Deployment Strategies: Blue Green and Canary

Comparing Blue Green and Canary deployment strategies on Kubernetes with Argo Rollouts — flow, traffic shaping, and when each fits

Deployment Strategies: Blue Green and Canary

Summary

The default Kubernetes Deployment uses a rolling update — straightforward, but it offers no smoke-test gate before the new version is exposed to real traffic. Two strategies fix that: Blue Green swaps all traffic to the new version atomically after testing; Canary ramps traffic to the new version gradually while watching metrics. Both are first-class concepts in Argo Rollouts, which sits on top of Kubernetes Deployments and adds the orchestration these patterns need.

This post walks through both flows on Argo Rollouts, then notes where each fits.

Prerequisites — CI/CD Flow

LayerTool
Deploy targetKubernetes (K8s)
CIGitHub Actions
CDArgoCD
Deployment strategyArgo Rollouts

GitHub Actions builds and pushes the image; ArgoCD syncs the rendered manifests into the cluster; Argo Rollouts owns the deployment behavior itself — swapping the stock Deployment resource for a Rollout resource that understands the strategies below.

K8s Default Deployment

By default, K8s uses a rolling update — pods are replaced one batch at a time until the new version is fully serving traffic.

Standard K8s deployment — Nginx Ingress routes Requests to a single Deployment (v1) Standard K8s: one ingress, one Deployment, rolling update on changes

The problem isn’t the rolling update itself — it’s that real traffic hits the new version before anyone has actually tested it end-to-end in this cluster, against the dependencies it’s actually wired to.

Same topology with a misconfigured v2 — requests still get routed through ingress to the broken deployment When v2 is misconfigured against external dependencies (DBs, APIs, downstream services), requests still get routed to it and fail

A rollback recovers, but after users have already seen errors. The strategies below add a gate: deploy the new version, smoke-test it in-cluster against real dependencies, then decide whether to expose it to traffic.

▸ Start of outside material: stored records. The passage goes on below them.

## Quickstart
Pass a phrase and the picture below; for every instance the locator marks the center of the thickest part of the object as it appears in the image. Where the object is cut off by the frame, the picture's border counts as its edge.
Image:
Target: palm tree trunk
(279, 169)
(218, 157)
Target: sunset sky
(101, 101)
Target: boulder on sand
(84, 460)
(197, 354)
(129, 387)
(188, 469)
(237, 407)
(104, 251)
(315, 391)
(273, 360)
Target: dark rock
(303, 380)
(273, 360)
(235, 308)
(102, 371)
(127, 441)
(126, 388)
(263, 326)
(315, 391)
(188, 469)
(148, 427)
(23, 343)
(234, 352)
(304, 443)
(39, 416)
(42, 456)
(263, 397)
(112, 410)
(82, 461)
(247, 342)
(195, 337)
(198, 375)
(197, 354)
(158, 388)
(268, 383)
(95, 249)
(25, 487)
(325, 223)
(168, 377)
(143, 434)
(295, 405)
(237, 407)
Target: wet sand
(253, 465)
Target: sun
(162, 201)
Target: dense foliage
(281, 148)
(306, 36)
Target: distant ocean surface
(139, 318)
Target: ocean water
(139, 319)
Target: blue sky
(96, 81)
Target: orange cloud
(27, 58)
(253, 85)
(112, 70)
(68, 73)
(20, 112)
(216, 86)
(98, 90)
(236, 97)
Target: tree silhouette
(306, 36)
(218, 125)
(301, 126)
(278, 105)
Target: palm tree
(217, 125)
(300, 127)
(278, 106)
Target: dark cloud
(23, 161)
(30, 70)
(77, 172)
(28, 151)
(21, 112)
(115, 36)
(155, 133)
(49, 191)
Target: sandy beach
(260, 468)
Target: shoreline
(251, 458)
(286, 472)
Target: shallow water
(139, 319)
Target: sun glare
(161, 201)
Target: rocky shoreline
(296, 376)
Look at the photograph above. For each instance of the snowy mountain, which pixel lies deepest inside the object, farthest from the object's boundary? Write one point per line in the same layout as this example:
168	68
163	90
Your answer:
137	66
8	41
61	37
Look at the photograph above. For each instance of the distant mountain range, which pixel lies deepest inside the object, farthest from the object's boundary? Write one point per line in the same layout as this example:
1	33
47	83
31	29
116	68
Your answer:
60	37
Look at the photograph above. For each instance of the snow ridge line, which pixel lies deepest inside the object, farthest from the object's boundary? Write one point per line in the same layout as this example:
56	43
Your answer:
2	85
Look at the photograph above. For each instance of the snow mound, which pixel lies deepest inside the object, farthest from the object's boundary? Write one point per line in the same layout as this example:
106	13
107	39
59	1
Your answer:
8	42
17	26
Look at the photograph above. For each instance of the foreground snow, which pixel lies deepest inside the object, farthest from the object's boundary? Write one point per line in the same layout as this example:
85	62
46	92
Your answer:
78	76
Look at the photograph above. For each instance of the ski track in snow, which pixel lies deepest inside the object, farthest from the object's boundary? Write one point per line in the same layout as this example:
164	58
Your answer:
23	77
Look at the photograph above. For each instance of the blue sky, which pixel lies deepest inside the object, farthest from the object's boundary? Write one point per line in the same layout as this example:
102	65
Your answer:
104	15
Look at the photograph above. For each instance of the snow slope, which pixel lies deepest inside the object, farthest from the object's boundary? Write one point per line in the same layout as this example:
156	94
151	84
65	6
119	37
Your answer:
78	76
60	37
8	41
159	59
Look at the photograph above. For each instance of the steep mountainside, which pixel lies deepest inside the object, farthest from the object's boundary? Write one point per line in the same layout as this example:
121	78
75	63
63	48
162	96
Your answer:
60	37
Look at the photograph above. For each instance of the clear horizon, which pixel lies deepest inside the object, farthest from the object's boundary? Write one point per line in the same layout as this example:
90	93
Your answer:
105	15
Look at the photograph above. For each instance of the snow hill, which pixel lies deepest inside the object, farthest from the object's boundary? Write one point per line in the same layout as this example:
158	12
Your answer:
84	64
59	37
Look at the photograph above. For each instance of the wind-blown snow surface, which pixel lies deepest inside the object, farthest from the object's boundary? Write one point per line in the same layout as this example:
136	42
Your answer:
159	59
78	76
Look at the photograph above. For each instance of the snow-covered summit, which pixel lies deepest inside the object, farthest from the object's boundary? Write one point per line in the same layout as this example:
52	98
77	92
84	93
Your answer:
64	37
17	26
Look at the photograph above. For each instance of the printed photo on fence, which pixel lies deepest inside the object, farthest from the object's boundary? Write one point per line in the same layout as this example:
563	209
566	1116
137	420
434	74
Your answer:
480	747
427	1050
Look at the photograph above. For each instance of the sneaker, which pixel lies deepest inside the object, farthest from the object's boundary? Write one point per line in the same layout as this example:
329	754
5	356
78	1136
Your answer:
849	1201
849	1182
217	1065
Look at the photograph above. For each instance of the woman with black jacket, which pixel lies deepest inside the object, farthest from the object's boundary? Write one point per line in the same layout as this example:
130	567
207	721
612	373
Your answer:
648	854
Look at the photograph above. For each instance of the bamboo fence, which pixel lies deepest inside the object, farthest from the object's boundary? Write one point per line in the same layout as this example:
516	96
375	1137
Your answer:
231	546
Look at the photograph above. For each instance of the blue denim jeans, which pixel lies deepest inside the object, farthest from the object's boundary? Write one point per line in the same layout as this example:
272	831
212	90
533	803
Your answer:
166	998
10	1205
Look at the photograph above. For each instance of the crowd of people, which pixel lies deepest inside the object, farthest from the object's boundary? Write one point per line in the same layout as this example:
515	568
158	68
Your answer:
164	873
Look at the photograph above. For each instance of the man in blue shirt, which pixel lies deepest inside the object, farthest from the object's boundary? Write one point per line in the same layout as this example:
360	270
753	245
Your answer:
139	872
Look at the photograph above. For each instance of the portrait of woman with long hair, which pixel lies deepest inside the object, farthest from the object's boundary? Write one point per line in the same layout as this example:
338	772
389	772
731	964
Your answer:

Argo Rollouts: Blue Green Deployment

Blue Green keeps both versions running side-by-side. “Blue” and “Green” are just labels — at any moment one is stable (serving real traffic) and the other is preview (deployed but only reachable via a special preview header). The roles flip each release.

1. Standby

Blue Green standby — only stable (v1) deployment exists; preview ingress is wired but the target Deployment is empty; smoke test exists as a Job template Standby: stable serves real traffic; preview ingress is wired but the target Deployment doesn’t exist yet

Two Ingress entries exist already — stable for real traffic, preview accepting only requests with X-Preview: true. The smoke test exists as a Job template (not running). Only the stable Deployment (v1) is up.

2. New Version Deployment

Blue Green step 2 — preview (v2) deployment is created alongside stable (v1); real traffic still goes to v1 Argo Rollouts spins up the preview Deployment (v2); real traffic continues to v1

The Rollout controller spins up v2 as the preview Deployment. It’s reachable only via the preview ingress (the X-Preview header). Real users are still served entirely by v1.

3. Smoke Test Trigger

Blue Green step 3 — smoke test Job template is triggered, creating a Job instance Smoke test Job instance is created from the template

Once v2 is up, the Rollout triggers the smoke test Job. The template becomes a running Job instance.

4. Smoke Test

Blue Green step 4 — smoke test instance sends requests carrying X-Preview: true; they hit preview ingress and route to v2; test successful Smoke test sends X-Preview-tagged requests; they hit v2 only. Test passes.

The Job sends requests carrying X-Preview: true. Those land on the preview ingress, which routes them to v2. Real traffic is untouched. If the test fails, the Rollout aborts and v2 is torn down — users never saw it.

5. Cutover and Re-Organize

Blue Green step 5 — labels flip: v2 becomes stable, v1 becomes standby (kept for rollback); smoke test instance removed Labels flip atomically: v2 is the new stable, v1 is held in standby for rollback; smoke test instance is cleaned up

The stable label flips from v1 to v2 in a single atomic switch. All real traffic now hits v2 instantly. v1 is held in standby for a configurable window so that, if a problem surfaces post-cutover, rolling back is a label flip rather than a redeploy. The smoke test instance is cleaned up.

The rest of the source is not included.